Standalone functions that parse decoded model text to extract structured
thinking content and tool calls from Gemma4 models. These are pure-Python
utilities with zero heavy dependencies — they work on raw decoded strings
from any inference backend (vLLM, HuggingFace, TGI, etc.).
Usage with vLLM offline inference::
from vllm import LLM, SamplingParams
from vllm.model_executor.models.gemma4_utils import (
parse_output,
parse_tool_calls,
)
llm = LLM(model="google/gemma-4-it")
outputs = llm.generate(prompt, SamplingParams(...))

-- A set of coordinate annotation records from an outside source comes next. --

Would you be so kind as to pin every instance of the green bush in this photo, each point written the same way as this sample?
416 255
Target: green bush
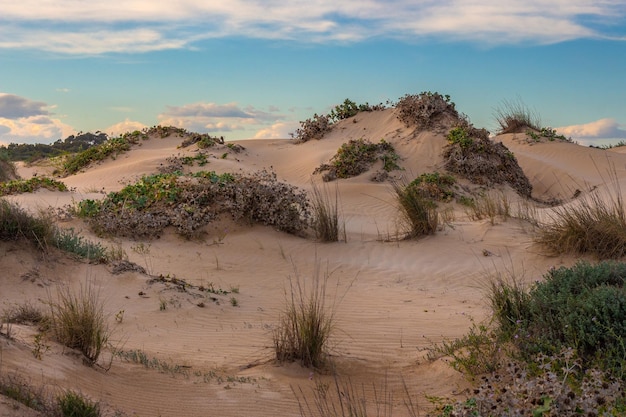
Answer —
72 404
357 156
16 223
582 307
31 185
418 212
434 185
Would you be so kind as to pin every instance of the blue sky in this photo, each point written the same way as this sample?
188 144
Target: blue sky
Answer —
255 68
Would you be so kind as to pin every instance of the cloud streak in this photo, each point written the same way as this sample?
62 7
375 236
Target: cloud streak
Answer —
99 26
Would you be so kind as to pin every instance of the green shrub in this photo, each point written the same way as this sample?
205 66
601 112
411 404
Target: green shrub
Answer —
357 156
30 185
78 322
314 128
434 185
582 307
73 404
190 202
418 212
70 241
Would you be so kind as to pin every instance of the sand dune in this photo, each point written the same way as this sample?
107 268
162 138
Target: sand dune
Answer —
392 298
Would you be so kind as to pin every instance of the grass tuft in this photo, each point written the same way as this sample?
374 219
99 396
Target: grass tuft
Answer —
418 212
78 322
326 222
306 324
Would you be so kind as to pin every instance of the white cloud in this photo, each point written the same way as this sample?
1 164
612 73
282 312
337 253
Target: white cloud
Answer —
216 118
600 129
33 129
100 26
277 131
15 107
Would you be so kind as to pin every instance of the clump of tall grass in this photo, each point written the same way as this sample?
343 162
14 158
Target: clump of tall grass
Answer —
306 323
73 404
326 221
342 398
418 212
515 117
78 321
592 225
16 224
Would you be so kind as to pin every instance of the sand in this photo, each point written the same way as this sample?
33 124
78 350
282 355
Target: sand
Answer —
391 299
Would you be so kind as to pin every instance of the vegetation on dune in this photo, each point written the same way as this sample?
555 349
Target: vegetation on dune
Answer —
317 126
471 154
356 157
30 185
593 225
426 110
190 202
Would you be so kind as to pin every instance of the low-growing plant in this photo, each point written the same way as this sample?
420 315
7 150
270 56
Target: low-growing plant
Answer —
16 224
582 307
73 404
314 128
434 185
326 220
70 241
31 185
418 213
306 323
78 321
357 156
426 110
190 202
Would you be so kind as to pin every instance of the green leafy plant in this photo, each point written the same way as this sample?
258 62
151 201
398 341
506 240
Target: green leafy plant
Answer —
73 404
419 213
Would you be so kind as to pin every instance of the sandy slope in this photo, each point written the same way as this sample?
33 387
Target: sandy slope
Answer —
392 299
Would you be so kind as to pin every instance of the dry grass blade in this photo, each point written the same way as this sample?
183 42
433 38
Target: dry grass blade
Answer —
79 322
306 323
326 222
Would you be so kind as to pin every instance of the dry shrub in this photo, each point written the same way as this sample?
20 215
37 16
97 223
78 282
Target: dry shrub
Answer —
189 203
306 323
426 110
474 156
78 321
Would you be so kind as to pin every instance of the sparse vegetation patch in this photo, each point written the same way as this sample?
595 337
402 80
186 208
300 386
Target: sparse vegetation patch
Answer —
473 155
357 156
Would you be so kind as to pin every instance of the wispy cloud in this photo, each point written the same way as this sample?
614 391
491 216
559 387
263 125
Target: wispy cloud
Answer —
212 117
99 26
599 131
28 121
15 107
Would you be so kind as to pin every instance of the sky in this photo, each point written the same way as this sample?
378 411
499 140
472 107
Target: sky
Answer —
247 69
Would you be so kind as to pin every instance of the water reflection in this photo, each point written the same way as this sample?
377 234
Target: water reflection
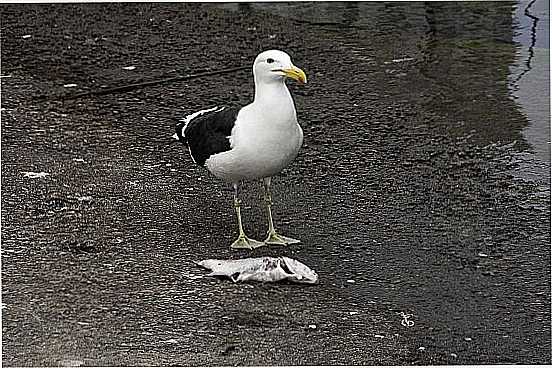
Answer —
463 53
530 86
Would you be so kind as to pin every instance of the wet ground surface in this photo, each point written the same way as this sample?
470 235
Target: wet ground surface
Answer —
405 194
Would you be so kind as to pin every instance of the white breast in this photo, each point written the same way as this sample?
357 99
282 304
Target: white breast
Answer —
262 145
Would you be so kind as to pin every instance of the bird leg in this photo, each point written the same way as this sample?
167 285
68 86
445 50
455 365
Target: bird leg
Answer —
243 241
273 237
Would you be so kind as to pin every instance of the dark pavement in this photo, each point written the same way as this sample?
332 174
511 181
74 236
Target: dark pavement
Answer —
405 193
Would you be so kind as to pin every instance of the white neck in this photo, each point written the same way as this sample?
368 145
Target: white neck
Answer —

text = tokenizer.decode(outputs[0].outputs[0].token_ids, skip_special_tokens=False)
# Extract thinking / answer (works with or without enable_thinking)
result = parse_output(text)
print(result["thinking"]) # chain-of-thought or None
print(result["answer"]) # final answer
# Extract tool calls
tool_calls = parse_tool_calls(text)
for tc in tool_calls:
print(f"{tc['name']}({tc['arguments']})")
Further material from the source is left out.